Create a link on the ios filesystem with Objective-C

David picture David · Sep 18, 2012 · Viewed 8.3k times · Source

I'm trying to create a comic reader app which supports both online reading & off-line reading (by downloading).

I've found MWPhotoBrowser as my image viewer, which supports SDWebImage as the image cache.

My problem is that if some user read little part of a comic on-line, and then they decides to download it for offline reading. Since the already read part is cached by SDWebImage, I don't wanna download them again from the web server. But since user asks to download them locally, I don't wanna keep them on the image cache neither as this will make the downloaded images out of our hand.
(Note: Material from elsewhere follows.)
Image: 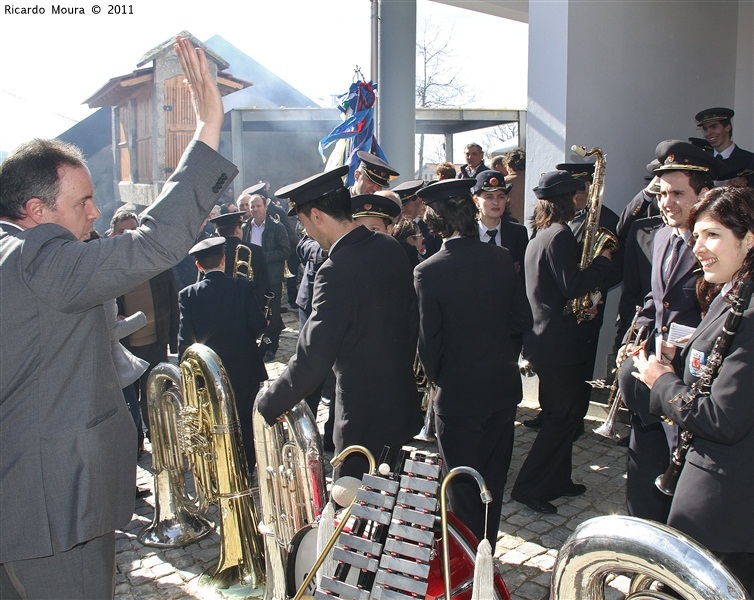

Copy the image from the image cache to the place I wanna put is a feasible solution, but it takes storage space. So, what I'm trying to do is cut the image from the image cache to the right place, and then make some soft-link in the image cache. In this way, there should be only one image copy in the storage file system.

Answer

rob mayoff picture rob mayoff · Sep 18, 2012

You don't want a symbolic (soft) link. A symlink doesn't prevent the original file (in the cache) from being deleted. If the original file is deleted, you'll get an error when you try to open it through the symlink.

You want a hard link. You can create a hard link using -[NSFileManager linkItemAtURL:toURL:error:] or -[NSFileManager linkItemAtPath:toPath:error:]. Take a look at the NSFileManager Class Reference.

If you need to learn more about hard links and symbolic links, you can quickly find a lot of information by searching for “hard link” or “symbolic link” in your favorite search engine.

NOTE FOR FUTURE SEARCHERS

You can create a symbolic link using -[NSFileManager createSymbolicLinkAtURL:withDestinationURL:error:] or -[NSFileManager createSymbolicLinkAtPath:withDestinationPath:error:].